Bias sinks are effective: They enable the model to adopt distinct strategies for different data sources.
Fitting further improves results: Identity preservation (CSIM) and expression fidelity (AKD) improve noticeably with a fitting time of approximately 1 minute.

Highlights & Insights¶

Precise problem diagnosis: The identification of the driving-signal–target-viewpoint entanglement as the core obstacle reflects deeper insight than simply accumulating more data.
Minimalist yet effective bias sink design: Two learnable tokens suffice to decouple dataset-specific biases without complex architectural modifications.
Freedom from 3DMM constraints: Facial animation is learned in a data-driven manner, no longer restricted to FLAME's predefined expression space.
Unified framework across multiple scenarios: A single model handles single-image, few-shot, and monocular video avatar creation.
On the NeRSemble benchmark: 10-minute fitting surpasses CAP4D's 4-hour fitting.

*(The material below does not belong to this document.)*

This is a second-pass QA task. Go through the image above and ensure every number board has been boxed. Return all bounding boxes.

Limitations & Future Work¶

Lighting is baked in from the input image and cannot be explicitly controlled, which may produce unnatural results when the avatar is placed in different virtual environments.
Although the architecture is model-free, all experiments use FLAME expression codes, limiting fine details such as the tongue.
The approach could potentially generalize to full-body avatars or general dynamic novel-view synthesis, but has currently only been validated for the head.
Training requires approximately 3 weeks on a single A100, representing a considerable computational cost.

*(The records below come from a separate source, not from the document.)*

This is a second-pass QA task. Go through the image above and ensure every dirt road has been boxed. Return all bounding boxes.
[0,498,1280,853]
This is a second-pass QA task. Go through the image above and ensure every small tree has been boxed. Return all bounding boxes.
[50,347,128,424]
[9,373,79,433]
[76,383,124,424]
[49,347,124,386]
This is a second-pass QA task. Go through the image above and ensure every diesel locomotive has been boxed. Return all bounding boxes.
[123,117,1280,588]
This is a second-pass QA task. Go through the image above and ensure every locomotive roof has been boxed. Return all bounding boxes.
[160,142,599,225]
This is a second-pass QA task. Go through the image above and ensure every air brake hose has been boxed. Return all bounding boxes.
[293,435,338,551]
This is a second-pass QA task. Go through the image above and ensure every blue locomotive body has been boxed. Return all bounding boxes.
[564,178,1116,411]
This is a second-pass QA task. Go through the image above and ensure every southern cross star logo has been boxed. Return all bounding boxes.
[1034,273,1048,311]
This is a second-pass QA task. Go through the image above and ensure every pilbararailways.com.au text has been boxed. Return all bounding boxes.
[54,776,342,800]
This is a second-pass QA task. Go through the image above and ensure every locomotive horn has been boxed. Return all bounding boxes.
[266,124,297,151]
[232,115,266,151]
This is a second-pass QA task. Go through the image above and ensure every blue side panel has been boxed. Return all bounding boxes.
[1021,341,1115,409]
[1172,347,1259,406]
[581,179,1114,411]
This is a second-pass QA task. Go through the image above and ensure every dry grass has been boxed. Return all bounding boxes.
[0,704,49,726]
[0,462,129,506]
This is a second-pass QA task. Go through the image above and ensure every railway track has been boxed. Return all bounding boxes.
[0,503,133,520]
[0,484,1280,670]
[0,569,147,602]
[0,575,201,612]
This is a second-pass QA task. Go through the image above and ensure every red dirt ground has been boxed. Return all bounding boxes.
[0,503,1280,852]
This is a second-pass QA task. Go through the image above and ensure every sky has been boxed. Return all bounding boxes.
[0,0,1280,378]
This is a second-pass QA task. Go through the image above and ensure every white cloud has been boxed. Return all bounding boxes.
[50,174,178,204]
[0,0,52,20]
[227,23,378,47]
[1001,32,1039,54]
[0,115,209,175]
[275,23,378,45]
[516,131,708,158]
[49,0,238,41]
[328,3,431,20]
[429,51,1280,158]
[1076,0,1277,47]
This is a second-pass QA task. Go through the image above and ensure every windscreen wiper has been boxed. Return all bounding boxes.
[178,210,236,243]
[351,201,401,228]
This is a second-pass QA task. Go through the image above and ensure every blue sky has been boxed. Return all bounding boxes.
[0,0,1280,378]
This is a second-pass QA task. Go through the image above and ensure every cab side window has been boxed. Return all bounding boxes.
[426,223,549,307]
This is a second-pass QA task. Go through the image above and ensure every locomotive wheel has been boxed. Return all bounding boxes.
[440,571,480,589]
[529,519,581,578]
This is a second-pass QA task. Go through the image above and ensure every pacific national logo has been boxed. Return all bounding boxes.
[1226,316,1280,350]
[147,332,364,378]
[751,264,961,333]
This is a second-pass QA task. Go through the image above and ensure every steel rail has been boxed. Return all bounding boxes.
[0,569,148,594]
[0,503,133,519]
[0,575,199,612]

The encoder design of LAM (UV-space queries + cross-attention) inspired the architecture of FlexAvatar.
The model-free animation paradigm of Avat3r (cross-attention to expression encoding sequences) is adopted in this work.
The per-image embedding concept from NeRF-in-the-wild shares conceptual similarities with bias sinks, though bias sinks operate at the dataset level rather than the image level.
The design principle of bias sinks (learnable tokens absorbing specific biases) may have broad applicability to other multi-source mixed-data training settings.

Rating¶

Novelty: ⭐⭐⭐⭐⭐ — Precise diagnosis of the viewpoint–expression entanglement; bias sinks are concise and original.
Experimental Thoroughness: ⭐⭐⭐⭐⭐ — Four tasks, three datasets, and detailed ablations validate each design choice.
Writing Quality: ⭐⭐⭐⭐ — Clear logical structure, intuitive figures, and thorough problem exposition.
Value: ⭐⭐⭐⭐⭐ — A substantial advance in single-image 3D avatar creation; the general bias sink design principle merits broader adoption.